News & press releases

Boosting Big-Data Developer Productivity with PyWren and dataClay

Aim for productivity

One of the main goals of CLASS is developer productivity, even when writing complex big-data analytics applications. A CLASS developer should be able to both write and execute her analytics application easily and efficiently. For application development, this means focusing on writing business logic, and minimizing boilerplate code required for application operation.

To deliver an efficient development experience of map/reduce applications in CLASS, we combine two key components of the CLASS architecture: PyWren and dataClay. PyWren is a simple Python library used for massively scaling execution of Python functions on very large data sets. This is done either by a map operation, which executes a given function independently on each record in the data set, or via a reduce operation, which executes a given function on multiple records together. Parallel execution of the computation is handled transparently by PyWren, by dispatching the functions to execute on top of a serverless platform such as Apache OpenWhisk, IBM Cloud Functions or Knative. PyWren further uses object storage, such as IBM Cloud Object Storage or Minio, for sharing code, dependencies and results.

dataClay is a distributed storage system for Python (or Java) application objects, allowing objects to be persisted and concurrently shared across components. Each dataClay object has a persistent master copy running on a dataClay node called data service node. Each application client accessing a dataClay object can do so in one of two ways. One way is explicitly creating a local clone of the master copy, and then pushing state updates to the master copy. A second way is to transparently access the remote master copy at each method invocation. dataClay object model is created off-line prior to application execution, and is used to establish the access mechanism for each object class.

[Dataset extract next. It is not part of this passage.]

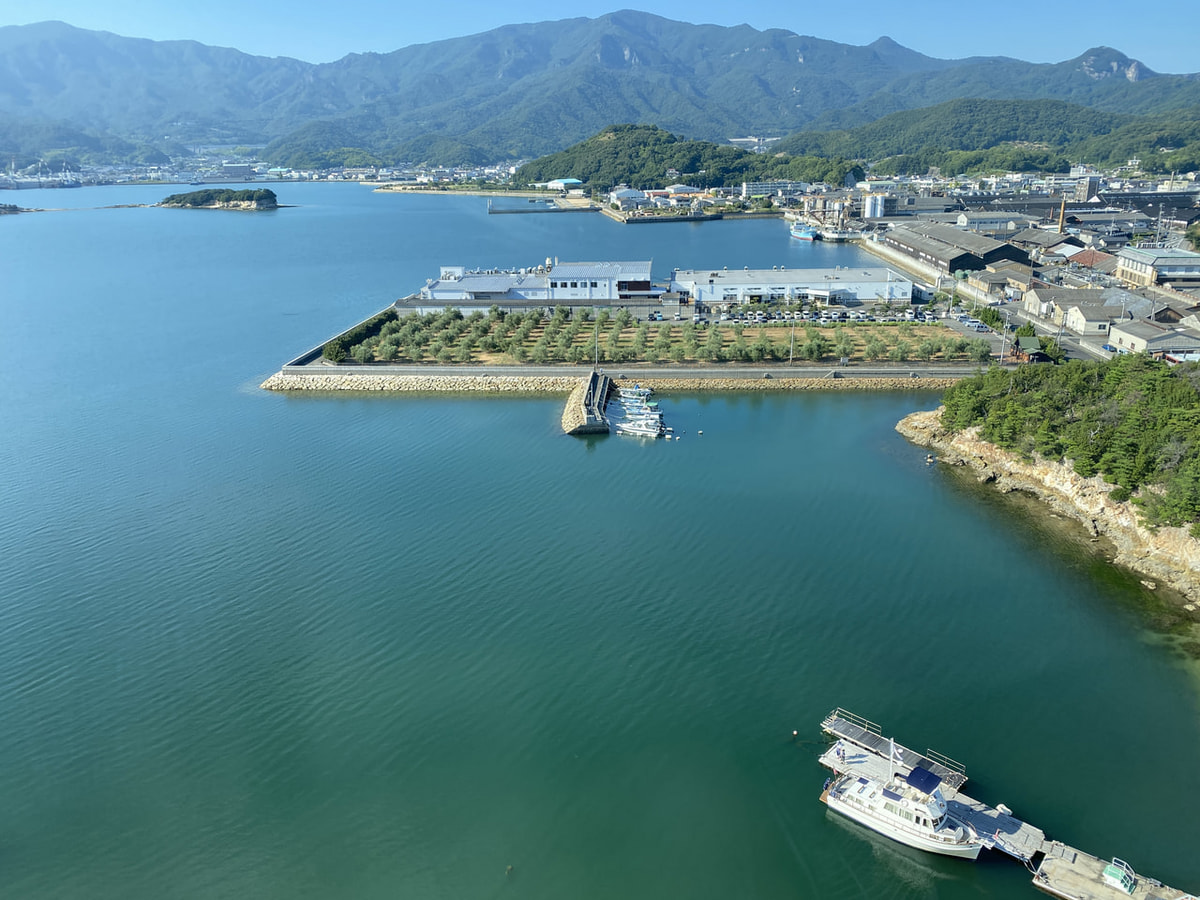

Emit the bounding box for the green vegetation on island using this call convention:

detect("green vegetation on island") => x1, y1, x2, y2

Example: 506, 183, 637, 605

In CLASS, dataClay serves as the backbone for sharing data across the compute continuum – from the cloud to the edge. PyWren is used to perform map/reduce computation on data. In our quest to deliver an efficient and productive development experience in CLASS, we realised that we need to allow PyWren functions to access dataClay objects natively, so that developers can write PyWren map/reduce functions operating directly on dataClay objects – even when the code accessing dataClay is running in many serverless functions across a cloud, as required by PyWren. For example, as part of a CLASS obstacle detection application, we may want to run a map operation for detecting all the pedestrians around cars and detect all the possible collisions, where all cars and objects of the city persisted in dataClay.

Integration Prototype

In the prototype we describe below, we adapted PyWren running on OpenWhisk, so that PyWren client code can use dataClay object-oriented API and models. As PyWren operates by distributing the function to compute and data into OpenWhisk actions (serverless functions), the main challenge became adding support to the OpenWhisk PyWren action runtime for using dataClay APIs. This implied extending the action image with dataClay libraries, and automatically adding dataClay boilerplate code to the action code. The prototype code is available here.

Figure 1: DataClay objects distribution and analytics with PyWren

Figure 1 shows execution of a PyWren/dataClay application using our prototype. The PyWren application obtains the object model stubs, session and container object reference, required for performing parallel computation on the many objects within the container object. When PyWren issues a parallel computation in OpenWhisk actions, these actions share the obtained data of the main application: the container object remote reference is shared through PyWren’s use of object storage. The stubs, session and connection properties are shared in the build process. Each action’s code also automatically embeds new code for initialization of its own connection to dataClay using the session and connection properties that shared in the build process. In addition, dataClay client libraries are installed in the custom action image of the prototype. As a result, each action is able to connect to dataClay by sharing the main application’s remote references and communications details.

Programming example

The following simple example shows of retrieving the speed of all cars, which are dataClay objects, grouped in a dataClay container (of type “Cars”) called “masa_cars”:

First, the application has to initialize a session with dataClay:

from dataclay.api import init, finish

init()

Then, the model needs to be imported using its dataClay namespace:

from Cars_ns.classes import Car, Cars

Then, the cars container object reference:

cars = Cars.get_by_alias('masa_cars')

The following code allows to get all the container objects ids:

iterdata = cars.get_ids().split('-')

Finally executing the map function:

pw.map(get_car_speed, iterdata)

The map function uses the model-imported objects:

def get_car_speed(x):

car = cars.get_by_id(x)

return car.speed

Conclusions

Developer productivity is key in CLASS. Integrating powerful components becomes even more valuable when the combined product can be used efficiently. In this blog we presented an example of how data distribution in dataClay and scale-out computation in PyWren can be combined while delivering a simple and efficient programming abstraction that allows accessing dataClay objects from computation distributed in serverless functions.